Knowing about this compromise in resolving power significantly alters the cost dynamics of the disk storage you buy when equipping the distribution and play-out systems in a cinema complex. It also helps facilitate the delivery and transmission of a movie via a network connection from the studio to the theater. Video compression helps some more, too, but it does not have to compress the image quite as harshly to accomplish useful bit rates.

Delivering an appropriately sized image directly to a D-cinema projector eliminates the intermediate process of creating a 35mm print. This improves the quality of the view-ing experience for the customer and saves money for the distributor. Typical resolutions for this are 2200 × 1125 pixels, although 1920 ×1080 is also popular and is a size which coincidentally is also used for high-definition TV in some deployments.
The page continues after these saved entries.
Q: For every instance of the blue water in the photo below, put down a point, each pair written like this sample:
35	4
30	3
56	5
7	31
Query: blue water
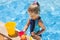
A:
16	10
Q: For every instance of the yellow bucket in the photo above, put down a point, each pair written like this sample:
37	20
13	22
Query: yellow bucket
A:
10	26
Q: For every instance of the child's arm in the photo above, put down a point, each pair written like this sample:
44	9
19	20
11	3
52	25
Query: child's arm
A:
40	23
26	26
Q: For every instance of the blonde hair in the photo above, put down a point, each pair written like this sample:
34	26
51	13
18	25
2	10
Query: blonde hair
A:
34	8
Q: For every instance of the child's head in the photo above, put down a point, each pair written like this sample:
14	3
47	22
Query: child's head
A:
34	8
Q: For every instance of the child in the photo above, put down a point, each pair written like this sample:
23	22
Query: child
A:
34	21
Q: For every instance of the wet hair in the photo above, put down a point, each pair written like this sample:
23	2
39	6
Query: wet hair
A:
34	9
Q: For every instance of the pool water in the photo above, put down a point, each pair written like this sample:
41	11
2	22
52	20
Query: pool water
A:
16	10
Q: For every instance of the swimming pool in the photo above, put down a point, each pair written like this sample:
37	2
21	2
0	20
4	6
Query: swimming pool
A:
16	10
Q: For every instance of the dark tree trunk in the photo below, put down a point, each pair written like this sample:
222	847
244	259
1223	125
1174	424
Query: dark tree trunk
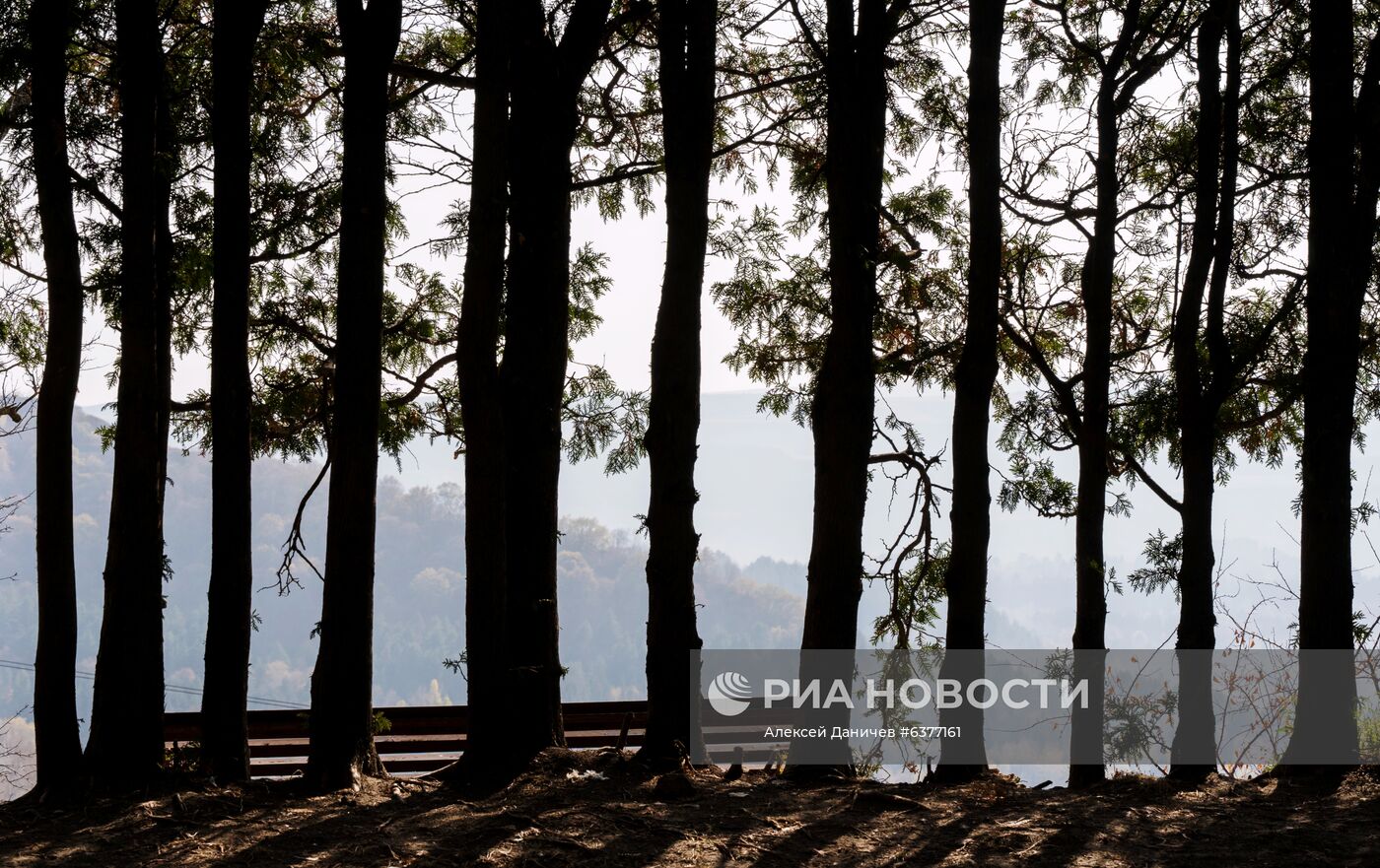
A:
224	702
54	692
486	557
342	712
1090	617
126	743
545	87
1342	223
686	43
973	379
1200	392
842	414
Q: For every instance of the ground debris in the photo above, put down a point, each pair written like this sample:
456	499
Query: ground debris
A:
554	817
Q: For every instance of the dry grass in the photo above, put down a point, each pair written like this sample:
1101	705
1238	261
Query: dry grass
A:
551	820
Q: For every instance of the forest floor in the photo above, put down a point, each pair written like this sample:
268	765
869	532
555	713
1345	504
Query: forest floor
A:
561	815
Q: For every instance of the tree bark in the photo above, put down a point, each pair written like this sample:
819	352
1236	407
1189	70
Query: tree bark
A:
230	598
486	533
1201	392
58	744
1090	574
842	414
973	379
126	741
1342	224
342	715
686	43
544	117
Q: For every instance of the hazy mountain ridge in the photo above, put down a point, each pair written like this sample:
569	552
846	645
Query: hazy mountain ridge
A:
420	586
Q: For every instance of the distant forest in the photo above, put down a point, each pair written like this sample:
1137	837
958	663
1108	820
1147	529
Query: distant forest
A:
1135	234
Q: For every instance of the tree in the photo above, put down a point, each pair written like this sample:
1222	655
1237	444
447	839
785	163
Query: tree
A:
126	741
1342	230
973	379
1114	68
842	413
486	555
54	692
544	121
686	34
224	704
1203	392
342	712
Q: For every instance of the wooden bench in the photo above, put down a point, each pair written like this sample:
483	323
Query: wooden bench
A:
423	739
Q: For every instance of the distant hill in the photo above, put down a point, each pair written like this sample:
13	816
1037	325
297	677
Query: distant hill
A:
420	586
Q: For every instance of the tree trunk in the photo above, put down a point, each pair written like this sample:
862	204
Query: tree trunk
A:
1200	395
545	87
54	692
1341	236
230	596
973	379
486	557
126	743
342	713
842	414
686	44
1090	617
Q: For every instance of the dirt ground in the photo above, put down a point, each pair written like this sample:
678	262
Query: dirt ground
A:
599	810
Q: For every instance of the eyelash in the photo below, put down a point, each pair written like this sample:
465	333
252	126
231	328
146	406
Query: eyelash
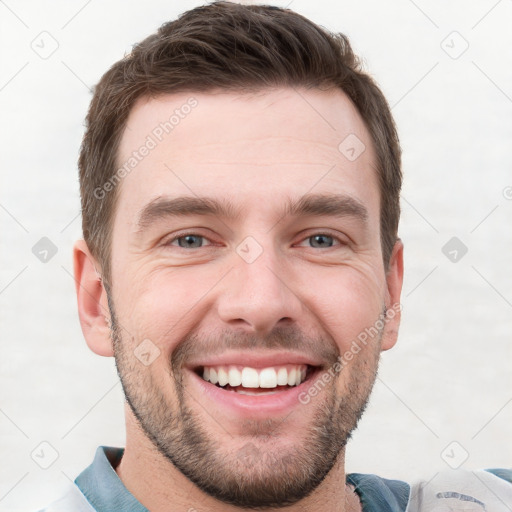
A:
192	233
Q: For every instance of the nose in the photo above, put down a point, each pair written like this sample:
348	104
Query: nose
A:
259	296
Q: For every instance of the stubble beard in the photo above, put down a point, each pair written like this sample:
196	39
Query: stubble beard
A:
258	472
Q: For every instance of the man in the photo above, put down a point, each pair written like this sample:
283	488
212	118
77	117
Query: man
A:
240	180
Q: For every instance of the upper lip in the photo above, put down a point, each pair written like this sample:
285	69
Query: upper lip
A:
256	359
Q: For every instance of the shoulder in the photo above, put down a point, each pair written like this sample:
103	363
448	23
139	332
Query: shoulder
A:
460	489
463	489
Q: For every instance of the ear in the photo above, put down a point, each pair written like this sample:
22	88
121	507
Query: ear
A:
394	281
92	301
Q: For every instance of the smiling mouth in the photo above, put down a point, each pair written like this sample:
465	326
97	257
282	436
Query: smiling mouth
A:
256	381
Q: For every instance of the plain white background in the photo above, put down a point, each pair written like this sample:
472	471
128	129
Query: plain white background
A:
444	395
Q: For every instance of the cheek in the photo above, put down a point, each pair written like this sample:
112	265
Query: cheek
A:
349	303
162	306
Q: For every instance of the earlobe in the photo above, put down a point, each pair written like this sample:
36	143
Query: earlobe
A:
394	281
92	301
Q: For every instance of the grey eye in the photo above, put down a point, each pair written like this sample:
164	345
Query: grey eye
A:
190	241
6.9.6 Down-Sampling to SDTV Format

Let’s say you are creating some program material in HDTV format, for example, rendered at 1920 ×1080 and interlaced at 25 fps. If this is intended for delivery at standard definition for broadcasting purposes, you must render a special low-resolution version unless you trust the broadcasters to convert it themselves. The visible area on a 625-line raster is only 579 lines, which does not have an integer relationship to 1080. Even more problematic is the 480 visible lines on the 525-line systems, which have added complexity of scanning at 30 fps. The change in time base causes more problems with keeping the motion smooth.

This is especially tricky if the motion was rendered at field rate rather than frame rate. The interpolation artifacts are avoided by rendering two additional copies of the movie with the correct scale factor and frame timing. Most production companies will not have the luxury of time or computing capacity to do this so some shortcuts will be necessary.
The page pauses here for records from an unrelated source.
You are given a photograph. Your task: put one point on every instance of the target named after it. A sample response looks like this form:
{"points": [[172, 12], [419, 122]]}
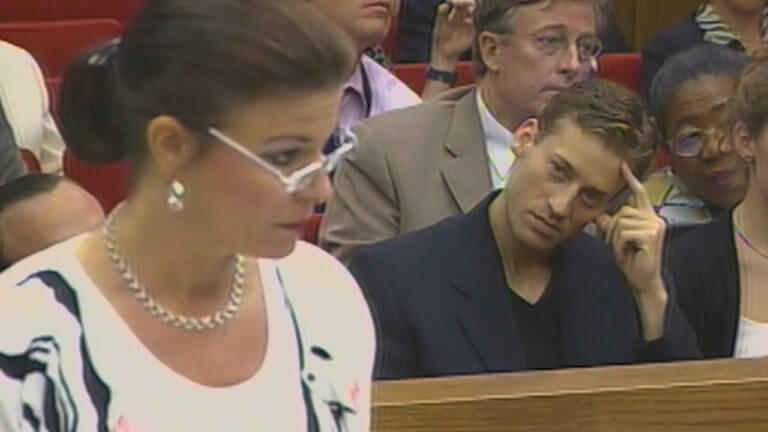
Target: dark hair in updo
{"points": [[195, 60]]}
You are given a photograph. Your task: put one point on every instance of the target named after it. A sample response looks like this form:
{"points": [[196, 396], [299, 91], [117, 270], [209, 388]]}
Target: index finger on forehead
{"points": [[638, 190]]}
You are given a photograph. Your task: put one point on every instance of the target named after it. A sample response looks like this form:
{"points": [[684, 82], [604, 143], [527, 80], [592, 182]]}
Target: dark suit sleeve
{"points": [[395, 353], [678, 342]]}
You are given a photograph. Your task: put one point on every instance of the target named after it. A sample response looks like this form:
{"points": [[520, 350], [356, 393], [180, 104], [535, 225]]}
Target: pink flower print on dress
{"points": [[123, 426]]}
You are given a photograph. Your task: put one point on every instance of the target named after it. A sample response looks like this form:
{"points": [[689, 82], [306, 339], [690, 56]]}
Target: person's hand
{"points": [[636, 234], [452, 33]]}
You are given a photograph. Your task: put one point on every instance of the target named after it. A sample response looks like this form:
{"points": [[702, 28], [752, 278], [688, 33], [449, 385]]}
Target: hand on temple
{"points": [[636, 235]]}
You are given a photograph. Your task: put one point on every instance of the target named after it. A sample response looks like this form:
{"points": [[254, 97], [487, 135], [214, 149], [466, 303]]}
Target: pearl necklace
{"points": [[210, 322]]}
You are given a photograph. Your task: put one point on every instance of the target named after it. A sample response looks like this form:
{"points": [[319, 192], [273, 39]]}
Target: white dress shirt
{"points": [[498, 145]]}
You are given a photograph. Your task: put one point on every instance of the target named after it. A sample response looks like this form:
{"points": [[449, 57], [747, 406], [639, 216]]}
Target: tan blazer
{"points": [[412, 168]]}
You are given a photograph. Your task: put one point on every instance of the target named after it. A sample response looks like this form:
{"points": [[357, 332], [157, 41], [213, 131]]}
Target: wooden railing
{"points": [[723, 395]]}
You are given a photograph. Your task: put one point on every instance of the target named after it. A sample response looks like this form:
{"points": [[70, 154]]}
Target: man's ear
{"points": [[525, 136], [743, 141], [171, 146], [490, 46]]}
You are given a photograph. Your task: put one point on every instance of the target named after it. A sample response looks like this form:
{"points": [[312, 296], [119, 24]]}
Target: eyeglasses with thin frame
{"points": [[552, 43], [690, 144], [302, 177]]}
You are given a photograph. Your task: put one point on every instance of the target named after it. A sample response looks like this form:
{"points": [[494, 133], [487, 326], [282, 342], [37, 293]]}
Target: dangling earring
{"points": [[175, 199]]}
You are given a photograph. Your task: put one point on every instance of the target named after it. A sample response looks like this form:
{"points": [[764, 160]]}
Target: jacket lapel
{"points": [[467, 175], [484, 309], [588, 306]]}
6.9.7 Up-Sampling to HDTV Format

Time pressure being what it is, redesigning your rendering process could cut some corners off the time required to complete your project. For example, a raster only 720 lines high is probably detailed enough to be displayed at high definition. Up-sampling this 720-line image to 1080 lines is feasible for an HDTV output. A picture size that is 720 lines high is one of the HDTV standards currently deployed anyway. If you create content for multiple territories, then rendering at 25 fps will be less work than 30 fps. Pulldown will yield the 30 fps version as it does for movie film. Products such as Adobe After Effects will produce your up-sampled and down-sampled versions. The savings allow you to render 1080 ×720

×25p instead of 1920 ×1080 ×60i, which reduces your render workload to about 30% of what it would be at full resolution.

Compression is not just about bit rates coming out of a tool like Discreet Cleaner; it is a mindset. You have to think about your entire workflow process and not waste time creating data that is going to disappear when the video is compressed.